Habe gelesen die Bewohner der Kernstadt von Stralsund dürften während des Bush-Besuches in Stralsund für einige Stunden ihre Wohnungen nicht verlassen. Bei allem Verständnis für Sicherheitsmaßnahmen: Ist ein solcher Hausarrest unbescholtener Bürger rechtlich zulässig?

Hallo!

Sicherheitsmaßnahmen: Ist ein solcher Hausarrest
unbescholtener Bürger rechtlich zulässig?

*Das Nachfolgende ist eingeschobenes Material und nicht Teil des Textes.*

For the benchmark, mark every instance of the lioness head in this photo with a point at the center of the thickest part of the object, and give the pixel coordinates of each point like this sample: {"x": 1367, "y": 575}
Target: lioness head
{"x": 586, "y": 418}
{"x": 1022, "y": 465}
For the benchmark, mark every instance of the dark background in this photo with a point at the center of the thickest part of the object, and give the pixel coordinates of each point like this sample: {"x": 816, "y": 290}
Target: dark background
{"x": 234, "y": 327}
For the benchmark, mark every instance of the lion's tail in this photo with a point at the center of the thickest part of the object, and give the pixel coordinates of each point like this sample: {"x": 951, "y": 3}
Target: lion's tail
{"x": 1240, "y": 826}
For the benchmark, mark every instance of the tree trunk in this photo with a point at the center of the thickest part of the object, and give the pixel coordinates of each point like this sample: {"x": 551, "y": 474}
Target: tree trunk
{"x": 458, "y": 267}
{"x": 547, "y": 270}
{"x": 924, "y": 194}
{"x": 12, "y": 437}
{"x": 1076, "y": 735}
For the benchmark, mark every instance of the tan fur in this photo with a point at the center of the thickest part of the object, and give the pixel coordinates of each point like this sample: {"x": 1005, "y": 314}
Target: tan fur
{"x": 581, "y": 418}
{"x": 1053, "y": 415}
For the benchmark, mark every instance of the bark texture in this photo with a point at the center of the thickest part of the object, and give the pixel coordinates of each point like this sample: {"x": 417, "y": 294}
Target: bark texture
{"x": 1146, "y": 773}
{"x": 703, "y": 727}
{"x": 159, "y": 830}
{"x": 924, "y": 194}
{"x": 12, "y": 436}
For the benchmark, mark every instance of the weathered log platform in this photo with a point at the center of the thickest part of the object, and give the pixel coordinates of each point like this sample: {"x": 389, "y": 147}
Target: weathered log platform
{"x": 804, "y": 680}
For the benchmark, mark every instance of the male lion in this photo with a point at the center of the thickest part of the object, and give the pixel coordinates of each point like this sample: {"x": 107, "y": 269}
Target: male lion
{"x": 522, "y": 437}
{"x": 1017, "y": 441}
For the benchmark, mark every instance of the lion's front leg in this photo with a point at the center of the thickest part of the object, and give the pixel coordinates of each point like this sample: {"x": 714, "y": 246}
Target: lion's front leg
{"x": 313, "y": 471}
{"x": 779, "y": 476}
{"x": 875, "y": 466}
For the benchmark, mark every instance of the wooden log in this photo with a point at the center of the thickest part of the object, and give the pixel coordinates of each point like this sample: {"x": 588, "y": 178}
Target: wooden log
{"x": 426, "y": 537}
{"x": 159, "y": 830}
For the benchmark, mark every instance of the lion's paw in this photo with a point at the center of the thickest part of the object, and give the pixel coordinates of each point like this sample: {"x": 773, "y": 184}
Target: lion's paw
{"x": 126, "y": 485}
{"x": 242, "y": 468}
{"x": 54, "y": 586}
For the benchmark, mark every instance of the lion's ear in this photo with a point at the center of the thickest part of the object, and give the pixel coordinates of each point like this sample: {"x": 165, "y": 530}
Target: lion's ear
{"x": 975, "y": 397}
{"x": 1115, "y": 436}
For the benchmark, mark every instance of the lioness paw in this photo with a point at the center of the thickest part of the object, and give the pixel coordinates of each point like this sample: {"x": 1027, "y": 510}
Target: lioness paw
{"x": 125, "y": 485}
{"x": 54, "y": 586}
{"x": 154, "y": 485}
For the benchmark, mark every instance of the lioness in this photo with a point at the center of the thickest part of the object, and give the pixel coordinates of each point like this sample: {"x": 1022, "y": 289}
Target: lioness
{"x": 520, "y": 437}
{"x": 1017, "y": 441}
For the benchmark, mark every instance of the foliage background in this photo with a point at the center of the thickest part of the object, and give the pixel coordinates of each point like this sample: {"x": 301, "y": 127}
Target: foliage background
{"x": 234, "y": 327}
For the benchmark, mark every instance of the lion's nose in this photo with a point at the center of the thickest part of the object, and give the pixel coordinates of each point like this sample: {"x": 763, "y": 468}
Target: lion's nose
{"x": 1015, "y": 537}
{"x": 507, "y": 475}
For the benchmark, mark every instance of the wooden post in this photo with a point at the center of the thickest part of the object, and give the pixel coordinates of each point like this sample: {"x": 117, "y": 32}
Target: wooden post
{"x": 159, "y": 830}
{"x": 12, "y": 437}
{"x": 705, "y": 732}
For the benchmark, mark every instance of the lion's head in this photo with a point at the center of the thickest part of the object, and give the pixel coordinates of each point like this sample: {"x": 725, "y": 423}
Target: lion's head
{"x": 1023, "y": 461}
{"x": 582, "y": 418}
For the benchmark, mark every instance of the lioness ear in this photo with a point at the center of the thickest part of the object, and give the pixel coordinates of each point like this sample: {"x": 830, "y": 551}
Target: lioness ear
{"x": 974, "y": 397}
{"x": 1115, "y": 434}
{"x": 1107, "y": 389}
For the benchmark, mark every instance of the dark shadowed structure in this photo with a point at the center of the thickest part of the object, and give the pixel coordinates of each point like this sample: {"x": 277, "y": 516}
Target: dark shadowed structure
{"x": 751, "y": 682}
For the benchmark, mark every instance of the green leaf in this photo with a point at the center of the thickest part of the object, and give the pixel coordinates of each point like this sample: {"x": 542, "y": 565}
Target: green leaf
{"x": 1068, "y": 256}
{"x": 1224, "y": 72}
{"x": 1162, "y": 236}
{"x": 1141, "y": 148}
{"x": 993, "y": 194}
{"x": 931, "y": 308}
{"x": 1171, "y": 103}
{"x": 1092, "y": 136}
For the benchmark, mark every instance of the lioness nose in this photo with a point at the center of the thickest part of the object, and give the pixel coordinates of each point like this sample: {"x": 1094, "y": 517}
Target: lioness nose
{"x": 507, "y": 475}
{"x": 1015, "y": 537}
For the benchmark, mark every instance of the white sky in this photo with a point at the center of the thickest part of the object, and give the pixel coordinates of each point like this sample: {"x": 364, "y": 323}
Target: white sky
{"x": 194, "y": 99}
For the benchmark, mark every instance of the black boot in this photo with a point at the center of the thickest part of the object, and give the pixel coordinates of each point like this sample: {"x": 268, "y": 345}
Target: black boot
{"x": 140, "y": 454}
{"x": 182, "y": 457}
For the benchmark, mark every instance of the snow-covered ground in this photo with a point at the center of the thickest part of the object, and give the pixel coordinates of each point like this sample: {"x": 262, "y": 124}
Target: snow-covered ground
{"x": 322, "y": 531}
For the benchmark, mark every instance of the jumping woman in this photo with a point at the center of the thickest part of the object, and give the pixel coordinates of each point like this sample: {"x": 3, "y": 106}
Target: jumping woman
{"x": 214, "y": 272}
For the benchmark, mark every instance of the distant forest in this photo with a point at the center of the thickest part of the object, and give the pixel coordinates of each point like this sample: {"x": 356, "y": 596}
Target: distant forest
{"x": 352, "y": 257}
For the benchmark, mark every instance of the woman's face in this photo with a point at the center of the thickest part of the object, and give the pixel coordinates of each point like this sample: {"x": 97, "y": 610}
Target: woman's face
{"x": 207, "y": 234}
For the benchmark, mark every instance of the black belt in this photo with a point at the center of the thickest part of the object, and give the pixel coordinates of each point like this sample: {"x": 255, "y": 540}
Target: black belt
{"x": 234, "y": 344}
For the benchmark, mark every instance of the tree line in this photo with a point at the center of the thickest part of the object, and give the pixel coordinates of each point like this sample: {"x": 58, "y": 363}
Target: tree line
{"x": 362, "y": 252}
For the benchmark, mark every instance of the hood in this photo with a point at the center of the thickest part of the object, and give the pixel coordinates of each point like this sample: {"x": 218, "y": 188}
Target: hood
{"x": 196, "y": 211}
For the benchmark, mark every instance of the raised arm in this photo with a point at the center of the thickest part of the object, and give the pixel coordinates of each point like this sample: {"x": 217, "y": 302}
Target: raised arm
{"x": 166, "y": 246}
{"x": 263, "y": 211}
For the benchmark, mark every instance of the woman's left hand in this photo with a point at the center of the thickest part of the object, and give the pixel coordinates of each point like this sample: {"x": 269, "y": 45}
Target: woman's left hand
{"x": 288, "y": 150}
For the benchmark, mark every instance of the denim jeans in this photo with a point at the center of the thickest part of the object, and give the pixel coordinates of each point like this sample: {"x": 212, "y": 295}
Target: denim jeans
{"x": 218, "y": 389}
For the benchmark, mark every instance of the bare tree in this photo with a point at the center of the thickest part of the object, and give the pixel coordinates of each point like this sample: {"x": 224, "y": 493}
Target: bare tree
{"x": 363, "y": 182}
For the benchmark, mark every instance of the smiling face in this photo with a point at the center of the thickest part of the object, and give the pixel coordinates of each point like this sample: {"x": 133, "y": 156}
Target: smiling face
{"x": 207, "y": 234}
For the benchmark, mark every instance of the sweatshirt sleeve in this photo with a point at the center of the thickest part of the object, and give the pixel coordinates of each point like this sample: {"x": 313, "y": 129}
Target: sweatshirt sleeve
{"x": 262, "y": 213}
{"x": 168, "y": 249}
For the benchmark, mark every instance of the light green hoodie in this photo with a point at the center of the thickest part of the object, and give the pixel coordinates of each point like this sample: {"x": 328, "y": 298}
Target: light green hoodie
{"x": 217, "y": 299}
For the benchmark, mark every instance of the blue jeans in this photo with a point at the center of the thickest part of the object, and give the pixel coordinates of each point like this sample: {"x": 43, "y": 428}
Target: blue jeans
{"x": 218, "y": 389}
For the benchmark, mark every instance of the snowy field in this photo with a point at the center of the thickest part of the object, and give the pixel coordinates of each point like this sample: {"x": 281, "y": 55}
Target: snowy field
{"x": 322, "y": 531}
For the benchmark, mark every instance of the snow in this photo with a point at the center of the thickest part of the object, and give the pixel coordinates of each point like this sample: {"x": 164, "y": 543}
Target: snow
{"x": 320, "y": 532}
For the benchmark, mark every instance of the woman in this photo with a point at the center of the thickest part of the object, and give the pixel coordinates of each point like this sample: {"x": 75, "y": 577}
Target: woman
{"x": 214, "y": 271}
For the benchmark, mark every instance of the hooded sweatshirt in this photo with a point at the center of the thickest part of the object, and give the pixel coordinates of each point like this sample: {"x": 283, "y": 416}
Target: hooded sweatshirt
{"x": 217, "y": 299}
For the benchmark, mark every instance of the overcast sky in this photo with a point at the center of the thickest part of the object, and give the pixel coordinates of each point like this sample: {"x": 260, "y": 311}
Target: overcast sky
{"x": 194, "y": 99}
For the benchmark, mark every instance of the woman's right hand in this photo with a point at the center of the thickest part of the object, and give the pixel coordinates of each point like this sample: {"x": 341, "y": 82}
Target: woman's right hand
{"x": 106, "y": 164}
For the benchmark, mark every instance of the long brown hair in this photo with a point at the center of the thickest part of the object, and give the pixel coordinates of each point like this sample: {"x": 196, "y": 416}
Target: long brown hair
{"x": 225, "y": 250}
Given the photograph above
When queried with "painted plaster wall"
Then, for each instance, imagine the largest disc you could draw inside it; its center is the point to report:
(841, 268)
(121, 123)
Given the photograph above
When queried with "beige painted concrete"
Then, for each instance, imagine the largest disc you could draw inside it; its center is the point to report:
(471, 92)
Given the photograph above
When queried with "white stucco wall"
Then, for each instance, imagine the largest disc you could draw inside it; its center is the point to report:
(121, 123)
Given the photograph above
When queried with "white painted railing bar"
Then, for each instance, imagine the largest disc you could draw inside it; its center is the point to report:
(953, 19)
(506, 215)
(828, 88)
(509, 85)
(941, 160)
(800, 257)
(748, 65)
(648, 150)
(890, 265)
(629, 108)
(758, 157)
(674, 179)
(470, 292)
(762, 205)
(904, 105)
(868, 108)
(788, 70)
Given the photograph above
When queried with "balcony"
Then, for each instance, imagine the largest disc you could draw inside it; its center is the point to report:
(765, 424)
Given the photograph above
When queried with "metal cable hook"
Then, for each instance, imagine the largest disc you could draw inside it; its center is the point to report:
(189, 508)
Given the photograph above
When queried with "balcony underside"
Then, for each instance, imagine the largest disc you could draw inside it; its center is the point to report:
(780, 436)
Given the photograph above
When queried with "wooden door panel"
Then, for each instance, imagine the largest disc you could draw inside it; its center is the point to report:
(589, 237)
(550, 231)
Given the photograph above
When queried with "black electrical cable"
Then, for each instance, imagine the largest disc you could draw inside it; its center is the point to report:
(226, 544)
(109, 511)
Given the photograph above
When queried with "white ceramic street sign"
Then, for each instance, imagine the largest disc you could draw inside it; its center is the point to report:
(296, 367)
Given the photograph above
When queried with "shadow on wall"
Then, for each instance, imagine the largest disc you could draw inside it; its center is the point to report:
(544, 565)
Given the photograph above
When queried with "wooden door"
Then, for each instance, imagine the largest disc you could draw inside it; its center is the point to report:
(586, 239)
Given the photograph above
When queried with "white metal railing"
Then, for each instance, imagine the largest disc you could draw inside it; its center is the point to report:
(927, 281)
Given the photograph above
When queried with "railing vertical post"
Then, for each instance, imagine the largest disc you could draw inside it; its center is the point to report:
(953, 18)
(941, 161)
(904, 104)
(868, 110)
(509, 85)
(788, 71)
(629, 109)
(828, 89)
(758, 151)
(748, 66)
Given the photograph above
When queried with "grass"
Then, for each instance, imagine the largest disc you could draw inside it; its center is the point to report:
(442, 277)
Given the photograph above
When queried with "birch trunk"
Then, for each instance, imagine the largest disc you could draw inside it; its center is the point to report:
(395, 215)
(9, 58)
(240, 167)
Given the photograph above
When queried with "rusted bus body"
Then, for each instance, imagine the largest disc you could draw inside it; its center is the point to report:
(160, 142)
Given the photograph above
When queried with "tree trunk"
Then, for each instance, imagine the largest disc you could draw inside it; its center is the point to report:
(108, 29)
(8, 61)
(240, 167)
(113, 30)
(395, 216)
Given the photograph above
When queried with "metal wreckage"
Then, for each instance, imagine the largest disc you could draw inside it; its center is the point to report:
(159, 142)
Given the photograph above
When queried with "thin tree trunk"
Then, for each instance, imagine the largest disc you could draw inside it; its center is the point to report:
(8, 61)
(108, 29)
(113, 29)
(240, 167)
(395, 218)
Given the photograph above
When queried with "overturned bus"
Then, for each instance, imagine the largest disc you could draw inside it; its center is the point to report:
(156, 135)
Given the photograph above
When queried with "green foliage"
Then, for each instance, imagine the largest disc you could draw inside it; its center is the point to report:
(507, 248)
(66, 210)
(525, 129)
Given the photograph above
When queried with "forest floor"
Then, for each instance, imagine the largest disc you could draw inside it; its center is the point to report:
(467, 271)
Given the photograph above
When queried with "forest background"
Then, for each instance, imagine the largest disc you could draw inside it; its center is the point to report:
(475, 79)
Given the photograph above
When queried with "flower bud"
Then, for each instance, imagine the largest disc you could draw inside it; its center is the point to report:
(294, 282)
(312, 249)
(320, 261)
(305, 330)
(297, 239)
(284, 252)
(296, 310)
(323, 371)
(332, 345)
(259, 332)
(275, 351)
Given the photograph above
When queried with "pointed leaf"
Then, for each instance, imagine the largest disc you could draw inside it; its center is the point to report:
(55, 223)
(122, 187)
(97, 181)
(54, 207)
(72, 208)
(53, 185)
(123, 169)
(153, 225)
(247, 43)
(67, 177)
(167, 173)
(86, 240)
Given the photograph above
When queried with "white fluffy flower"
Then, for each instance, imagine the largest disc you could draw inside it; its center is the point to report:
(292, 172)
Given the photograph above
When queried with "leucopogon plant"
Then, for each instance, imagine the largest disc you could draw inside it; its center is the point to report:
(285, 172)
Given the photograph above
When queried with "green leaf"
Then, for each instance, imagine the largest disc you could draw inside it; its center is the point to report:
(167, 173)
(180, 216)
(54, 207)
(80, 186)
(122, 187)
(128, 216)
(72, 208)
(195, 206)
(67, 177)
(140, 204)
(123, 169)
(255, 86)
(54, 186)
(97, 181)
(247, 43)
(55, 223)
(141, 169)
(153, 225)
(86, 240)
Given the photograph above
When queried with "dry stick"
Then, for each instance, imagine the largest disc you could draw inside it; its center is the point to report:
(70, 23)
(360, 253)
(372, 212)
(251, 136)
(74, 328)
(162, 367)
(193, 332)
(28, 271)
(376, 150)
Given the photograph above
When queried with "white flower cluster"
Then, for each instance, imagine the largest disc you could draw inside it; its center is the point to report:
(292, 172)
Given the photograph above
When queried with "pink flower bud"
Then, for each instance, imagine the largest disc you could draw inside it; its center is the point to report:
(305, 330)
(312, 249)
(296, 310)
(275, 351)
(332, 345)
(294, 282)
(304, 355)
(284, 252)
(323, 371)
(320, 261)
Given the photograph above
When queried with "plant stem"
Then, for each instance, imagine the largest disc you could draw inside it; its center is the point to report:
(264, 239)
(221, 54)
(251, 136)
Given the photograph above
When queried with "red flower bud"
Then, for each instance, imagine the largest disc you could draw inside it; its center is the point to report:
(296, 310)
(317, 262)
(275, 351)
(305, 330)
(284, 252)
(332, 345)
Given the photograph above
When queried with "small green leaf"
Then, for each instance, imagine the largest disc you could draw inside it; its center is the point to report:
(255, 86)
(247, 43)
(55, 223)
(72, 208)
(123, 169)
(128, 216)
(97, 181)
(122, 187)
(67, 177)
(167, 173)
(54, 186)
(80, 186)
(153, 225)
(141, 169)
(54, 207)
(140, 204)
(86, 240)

Es geht da wohl weniger um die Tatsache, das Haus nicht verlassen zu dürfen, sondern eher um die Tatsache, einen bestimmten Ort nicht aufzusuchen. Die Menschen sind sicherlich nicht daran gehinert, ihren Nachmittag einfach in der Nachbarstadt zu verbringen oder an anderen Orten in Stralsund, nur nicht eben dort, wo sich der Amerikanische Präsident aufhält.
Ich kenne das genaue Polizei- bzw. Ordnungsgesetz nicht, aber auch dort wird es wie im Musterentwurf, der ja für alle Polizeigesetze Grundlage ist, die Ermächtigung zu einem Platzverweis geben.
Danach kann die Polizei zur Abwehr einer Gefahr eine Person vorübergehend von einem Ort verweisen oder ihr vorübergehend das Betreten eines Ortes verbieten.
Eine unkontrollierbare Menschenmenge bei einem Staatsbesuch ist sicherlich eine Gefahr im Sinne des Polizeirechts, weil die Lage unüberschaubar wird und somit eine Sachlage entsteht, bei der mit großer Wahrscheinlichkeit eine Gefährdung der Anwesenden Staatsgäste zu erwarten ist.
Jedenfalls denke ich, dass ein Platzverweis hier die geeignete Rechtsgrundlage für ein derartiges Handeln ist und dass dieser auch Verhältnismäßig ist, zumal dann, wenn es sich um den amerikanischen Präsidenten handelt, der nuneinmal schon allein aufgrund seiner Person stark gefährdet ist.
Das mag für die Menschen eine Unannehmlichkeit darstellen, ist aber meiner Ansicht nach rechtmäßig.

Gruß,

Florian.

die maßnahmen in stralsund stellten einen eingriff in die grundrechte dar, die allerdings zu rechtfertigen sind, denn sie sind geeignet, erforderlich und angemessen. sie verstoßen also nicht gegen den grundsatz der verhältnismäßigkeit. ob bürger a oder b nun unbescholten sein mögen oder nicht, kann dahinstehen.